Dom José Falcão de Barros reflete sobre a frase “Seja feita a Vossa vontade assim na terra como no céu”, da oração do Pai Nosso, a partir de um texto de Santo Tomás de Aquino:

“Deus quer que sejamos restabelecidos no estado e na dignidade em que foi criado o primeiro homem. Dignidade e estado tão elevados que seu espírito e sua alma não sentiam qualquer oposição da parte da carne e da sensibilidade. Enquanto a alma foi submissa a Deus, a carne foi submissa ao espírito e tão perfeitamente que não experimentou nem a corrupção da morte nem a alteração da doença e das outras paixões. Mas a partir do momento em que o espírito e a alma, que estavam entre Deus e a carne, se rebelaram contra Deus, pelo pecado, também o corpo se rebelou contra a alma e começou a ter doenças e a morrer, e sua sensibilidade continuamente se revoltou contra o espírito. O que faz com que São Paulo diga: Sinto nos meus membros uma outra lei, que repugna à lei do meu espírito (Rm 7, 23); e a carne tem desejos contra o espírito e o espírito contra a carne (Gl 5, 17). Assim, há uma guerra incessante entre o espírito e a carne; o homem torna-se cada vez pior pelo pecado.
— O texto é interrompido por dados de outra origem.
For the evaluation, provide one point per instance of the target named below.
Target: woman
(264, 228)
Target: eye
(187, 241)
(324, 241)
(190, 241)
Deus quer que o homem seja restabelecido em seu primeiro estado, isto é, que não haja nada na carne que se oponha a seu espírito; o que São Paulo exprime assim: Pois é essa a vontade de Deus: a vossa santificação (1Ts 4, 3). Ora, esta vontade de Deus, quanto ao nosso corpo, não pode realizar-se nesta vida. Ela se realizará na ressurreição dos santos, quando seus corpos ressuscitarão gloriosos, incorruptíveis e esplêndidos, segundo a palavra do Apóstolo: Semeia-se na vileza, mas o corpo ressuscitará na glória (1Cor 15, 43). No entanto, a vontade de Deus se realiza aqui embaixo, no espírito dos justos, por sua justiça, ciência e vida. Assim, quando dizemos: «Seja feita a vossa vontade», pedimos ao Senhor que realize sua vontade também em nossa carne. Segundo esta explicação, no pedido «Seja feita a vossa vontade, assim na terra, como no céu», a Palavra céu designa nosso espírito e a palavra terra designa nossa carne. E o sentido deste pedido será: que vossa vontade seja feita na terra, isto é, em nossa carne, como é feita no céu, isto é, em nosso espírito, pela justiça”.